Esses limiares fecham o quadro da autocustódia. A frase semente é o ponto único de falha, as transações são irreversíveis e não existe operador para desfazer um erro de digitação: nenhum suporte reverte um depósito enviado para o lugar errado, porque não há quem possa.
O histórico de incidentes de 2025 e a ausência de recurso, garantia ou continuidade
A leitura honesta desse histórico tem duas metades. A primeira é favorável: até hoje não foi relatada nenhuma exploração bem-sucedida da ponte, dos contratos, do motor de casamento ou da camada de consenso, e a página de status mostrava todos os sistemas em operação e 100% de disponibilidade em 90 dias na consulta de 2026-07-24, com apenas duas atualizações programadas breves. A segunda é o padrão que se repete: a perda vem por via econômica — manipulação de mercados rasos empurrando dívida podre para os depositantes do HLP. Quem deposita no cofre precisa entender que está vendendo seguro, não comprando rendimento.

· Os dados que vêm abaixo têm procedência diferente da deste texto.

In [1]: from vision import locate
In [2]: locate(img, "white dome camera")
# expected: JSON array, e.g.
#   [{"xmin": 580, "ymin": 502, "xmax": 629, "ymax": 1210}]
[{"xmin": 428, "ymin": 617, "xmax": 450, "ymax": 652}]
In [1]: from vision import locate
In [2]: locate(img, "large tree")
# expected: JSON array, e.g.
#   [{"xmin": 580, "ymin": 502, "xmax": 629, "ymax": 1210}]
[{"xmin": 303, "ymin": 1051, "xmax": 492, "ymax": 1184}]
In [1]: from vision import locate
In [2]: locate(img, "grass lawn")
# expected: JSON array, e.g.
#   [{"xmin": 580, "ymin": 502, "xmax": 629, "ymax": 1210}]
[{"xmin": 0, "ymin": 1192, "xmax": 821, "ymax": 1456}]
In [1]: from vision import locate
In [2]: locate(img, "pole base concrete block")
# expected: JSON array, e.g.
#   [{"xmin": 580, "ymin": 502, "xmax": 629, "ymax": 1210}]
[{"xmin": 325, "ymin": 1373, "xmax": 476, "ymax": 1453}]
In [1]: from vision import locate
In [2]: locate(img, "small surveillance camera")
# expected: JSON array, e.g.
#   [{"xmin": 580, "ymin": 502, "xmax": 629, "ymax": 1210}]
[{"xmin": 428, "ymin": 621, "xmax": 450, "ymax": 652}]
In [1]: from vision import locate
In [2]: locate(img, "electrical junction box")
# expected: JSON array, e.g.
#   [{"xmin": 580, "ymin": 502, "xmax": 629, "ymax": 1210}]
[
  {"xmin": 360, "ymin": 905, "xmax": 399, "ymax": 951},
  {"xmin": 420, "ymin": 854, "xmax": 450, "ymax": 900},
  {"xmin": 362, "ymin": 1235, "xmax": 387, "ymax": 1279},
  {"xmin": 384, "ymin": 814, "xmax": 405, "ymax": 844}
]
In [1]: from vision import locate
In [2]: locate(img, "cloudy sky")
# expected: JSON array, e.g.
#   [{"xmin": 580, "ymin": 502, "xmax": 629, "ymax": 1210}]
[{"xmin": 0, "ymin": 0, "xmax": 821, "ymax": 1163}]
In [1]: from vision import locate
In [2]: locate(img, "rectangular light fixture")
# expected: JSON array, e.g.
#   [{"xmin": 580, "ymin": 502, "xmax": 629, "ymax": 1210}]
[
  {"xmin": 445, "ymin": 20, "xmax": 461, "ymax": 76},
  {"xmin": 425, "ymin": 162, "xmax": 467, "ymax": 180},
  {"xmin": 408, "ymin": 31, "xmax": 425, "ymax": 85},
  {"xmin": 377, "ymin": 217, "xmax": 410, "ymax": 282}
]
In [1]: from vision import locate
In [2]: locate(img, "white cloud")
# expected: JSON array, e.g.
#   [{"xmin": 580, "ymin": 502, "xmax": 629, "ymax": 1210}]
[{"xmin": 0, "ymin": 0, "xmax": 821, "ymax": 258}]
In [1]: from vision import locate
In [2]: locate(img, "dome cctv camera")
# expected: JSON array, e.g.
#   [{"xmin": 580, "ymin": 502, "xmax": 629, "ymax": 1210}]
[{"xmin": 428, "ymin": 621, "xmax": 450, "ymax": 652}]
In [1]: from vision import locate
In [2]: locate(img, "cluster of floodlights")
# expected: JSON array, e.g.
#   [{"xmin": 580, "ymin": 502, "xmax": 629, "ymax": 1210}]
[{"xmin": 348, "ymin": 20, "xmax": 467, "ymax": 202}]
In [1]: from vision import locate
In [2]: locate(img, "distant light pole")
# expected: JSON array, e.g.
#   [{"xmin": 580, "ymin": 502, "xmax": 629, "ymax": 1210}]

Resta a continuidade, que é o risco mais fácil de esquecer porque não aparece em nenhum gráfico. O acesso pode mudar sem aviso: a lista de exclusão dos mercados de desfecho é designada a critério da empresa, e os termos afastam a responsabilidade por perda de acesso decorrente de suas atualizações. O front-end é uma única interface operada por uma empresa. A entrada em moeda fiduciária é um serviço de terceiro, com termos, suporte e requisitos próprios, e a ponte nativa para a Arbitrum tem a sua própria mecânica de período de contestação. Nada disso impede que o protocolo continue funcionando — mas o caminho pelo qual você chega até ele, e o caminho pelo qual o seu dinheiro entra e sai, dependem de decisões que não são suas e que podem ser tomadas de um dia para o outro.